HOMENS DE BARRO e MADELEINE À PARIS nos cinemas
Barro Humano
Um trabalho minucioso e caprichado de luz, assinado por Bruno Polidoro, é o que primeiro se destaca nessa coprodução Brasil-Argentina filmada no Rio Grande do Sul. A sensualidade da iluminação é fundamental para a proposta da diretora Angelisa Stein de contar uma pequena história de amor e ódio com a delicadeza possível.
Pássaro e Marciano são amigos inseparáveis na infância, resistindo como podem à pressão dos respectivos pais para que não andem juntos. Moram em casas vizinhas e ambos os pais administram olarias concorrentes. A rivalidade entre as famílias remete à trama de Romeu e Julieta, mas com um desvio fundamental. Ao crescerem, os dois amigos se afastam por obra de uma herança de ódio e sangue legada pelos respectivos pais. Pássaro, contudo, vai se aproximar afetivamente de Ângelo, o irmão mais novo de Marciano.

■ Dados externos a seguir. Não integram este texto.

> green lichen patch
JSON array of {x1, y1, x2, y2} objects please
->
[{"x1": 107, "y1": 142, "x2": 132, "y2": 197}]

O título Homens de Barro alude não só ao ofício dos oleiros, mas à fragilidade básica da condição humana quando contaminada pelo rancor. O roteiro, escrito em conjunto com o codiretor argentino Fernando Musa, cria certa expectativa quanto ao retorno de Marciano à trama, que vai definir o desfecho insinuado já na primeira cena.
Vários motivos podem mover Marciano: ciúme, repulsa homofóbica, capitulação ao atavismo paterno. É difícil perceber claramente. O filme mantém as emoções em banho maria, condicionadas a um tratamento visual contemplativo que só se altera nas cenas em família ou nas noitadas da danceteria em que muitas coisas se definem. As sequências de homoerotismo são mais meigas do que a média do que vemos em filmes dirigidos por homens. Mas a emergência do trágico nos lembra que o amor “proibido” está sempre na mira do conservadorismo social.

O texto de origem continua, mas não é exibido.